Drupal 5 Released
January 21st, 2007 by mikeThe release of Drupal 5 creates a wondrous plethora of feelings inside me. They range from a curious awe to a less curious nausea. It also leads me to a long list of questions. Questions such as “Did they fix the API?”, “Did they fix any of the scalability and performance issues?”, and “Does it still rely so heavily on the database?”. I’m currently working on a blog project for a very large company that I won’t name. Despite the many problems that this company has had with Drupal implementations in the past, they chose to use it again, on this project. I don’t intend for this post to be fair or objective. I’m not writing a review and I’m sorry if the title confused you. I filed this post under rant, and that’s exactly what it’s going to be.

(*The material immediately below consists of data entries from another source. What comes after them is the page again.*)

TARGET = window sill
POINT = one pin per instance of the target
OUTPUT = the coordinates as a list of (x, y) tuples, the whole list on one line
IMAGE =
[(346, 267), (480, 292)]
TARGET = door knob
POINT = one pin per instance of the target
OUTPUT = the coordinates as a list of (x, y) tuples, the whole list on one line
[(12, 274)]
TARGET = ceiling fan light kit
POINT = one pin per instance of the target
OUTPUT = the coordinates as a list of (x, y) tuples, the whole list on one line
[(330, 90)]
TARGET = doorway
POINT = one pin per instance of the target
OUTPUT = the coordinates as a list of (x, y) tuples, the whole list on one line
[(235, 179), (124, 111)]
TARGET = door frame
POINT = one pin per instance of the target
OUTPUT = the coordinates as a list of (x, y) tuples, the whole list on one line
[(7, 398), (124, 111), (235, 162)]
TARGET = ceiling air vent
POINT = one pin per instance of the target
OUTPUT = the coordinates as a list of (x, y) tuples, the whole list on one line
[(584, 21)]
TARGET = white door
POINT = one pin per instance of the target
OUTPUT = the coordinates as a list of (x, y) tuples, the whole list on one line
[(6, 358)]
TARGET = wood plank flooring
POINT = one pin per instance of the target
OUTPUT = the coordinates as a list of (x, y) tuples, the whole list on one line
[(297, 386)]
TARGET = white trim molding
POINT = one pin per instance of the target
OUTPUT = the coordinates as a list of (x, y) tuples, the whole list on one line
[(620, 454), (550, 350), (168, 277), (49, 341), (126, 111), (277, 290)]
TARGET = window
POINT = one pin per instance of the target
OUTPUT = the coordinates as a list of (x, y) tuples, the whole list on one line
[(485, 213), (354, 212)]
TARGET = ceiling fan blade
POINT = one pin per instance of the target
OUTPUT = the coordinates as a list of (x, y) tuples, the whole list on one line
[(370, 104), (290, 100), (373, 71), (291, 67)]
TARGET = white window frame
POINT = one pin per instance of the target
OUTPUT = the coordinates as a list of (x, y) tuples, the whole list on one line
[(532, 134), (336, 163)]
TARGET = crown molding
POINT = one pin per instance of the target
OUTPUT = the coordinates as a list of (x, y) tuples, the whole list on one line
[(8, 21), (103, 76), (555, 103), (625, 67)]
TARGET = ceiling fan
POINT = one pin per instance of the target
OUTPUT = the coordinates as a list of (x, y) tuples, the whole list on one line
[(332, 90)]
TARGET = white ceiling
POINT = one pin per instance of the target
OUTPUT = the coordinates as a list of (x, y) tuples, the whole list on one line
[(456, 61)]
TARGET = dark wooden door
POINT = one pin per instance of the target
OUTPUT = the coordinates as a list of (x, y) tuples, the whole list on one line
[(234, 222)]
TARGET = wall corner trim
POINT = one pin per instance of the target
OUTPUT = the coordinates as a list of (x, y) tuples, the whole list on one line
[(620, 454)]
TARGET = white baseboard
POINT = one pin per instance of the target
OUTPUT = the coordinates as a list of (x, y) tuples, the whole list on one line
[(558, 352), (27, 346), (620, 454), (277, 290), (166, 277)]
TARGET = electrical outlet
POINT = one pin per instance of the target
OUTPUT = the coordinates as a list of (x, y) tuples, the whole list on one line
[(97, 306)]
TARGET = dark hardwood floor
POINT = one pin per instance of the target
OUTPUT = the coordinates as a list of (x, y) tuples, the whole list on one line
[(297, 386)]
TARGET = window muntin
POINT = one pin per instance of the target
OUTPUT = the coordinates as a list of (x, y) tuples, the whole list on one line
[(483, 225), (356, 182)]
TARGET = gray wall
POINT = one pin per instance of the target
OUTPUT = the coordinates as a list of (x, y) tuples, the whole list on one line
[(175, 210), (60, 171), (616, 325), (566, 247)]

Here are a few of the biggest problems that I’ve experienced while working with Drupal:
1. The Core
Let me start by saying that the Drupal core was designed by ametures with no experience whatsoever in architecting usable software. Its messy, kludgey, and filled with implementation problems and beginner mistakes. For example, when a part of the core reaches a point in the execution where it is time to call one of the “hook”s, it calls a function named “module_invoke_all”. What this function (and all of the functions it calls) does is loop over an array of names of every module installed and active in the running system, check to see if there is a function defined called module_name . “_” . hook_name, and if so, execute it. This is horribly slow and ugly. I would have implemented a data structure that holds pointers to, er name strings of the implemented hooks. Each module would create a copy of that data structure, populate it, and then register it with the system, perhaps with a function called “register_callback” ;).
2. Database interaction
To put it in the (slightly modified) words of one of my esteemed colleagues: Drupal eats database resources like a fat man eats M&M’s. Drupal’s database usage is unbelievably high. The “just one more [query] won’t hurt” mentality that the engineers approached the system’s design with can cause crippling effects on even the most powerful database engines. With a few modules installed, Drupal can take over 150 database queries to render a single page. Where does drupal store user settings? The database. Where does it store cached files? The database. Where does it store user sessions? The database. Where does it store menu options, module information, form information, state tracking, error and warning logs, missed hits? The database, the database, the database, etc.
3. Scalability
In addition to the aforementioned items, Drupal is set up, by default, to handle all 404 errors. What this means is that every missed request that comes to your site requires drupal to load, bootstrap itself, run some (~10+) database queries, print a 404 page, and die. Every time. There is a cronjob that must be run on a regular basis to keep the cache table clean, and every time the system does a write to any one of the cache tables, Drupal “write locks” the entire table. What this means is that no ‘read’ queries can execute until the write query finishes, and if the application crashes… oh well.
4. Security
I haven’t had much time to spend looking for holes in the design, but I can say one thing about the system security that I noticed after about 30 seconds of using it. If Drupal looses connection to the database, by default it prints - to the world - a page that contains the username and host that the database is running on. Thanks for answering 2 of the 3 questions I need to break in.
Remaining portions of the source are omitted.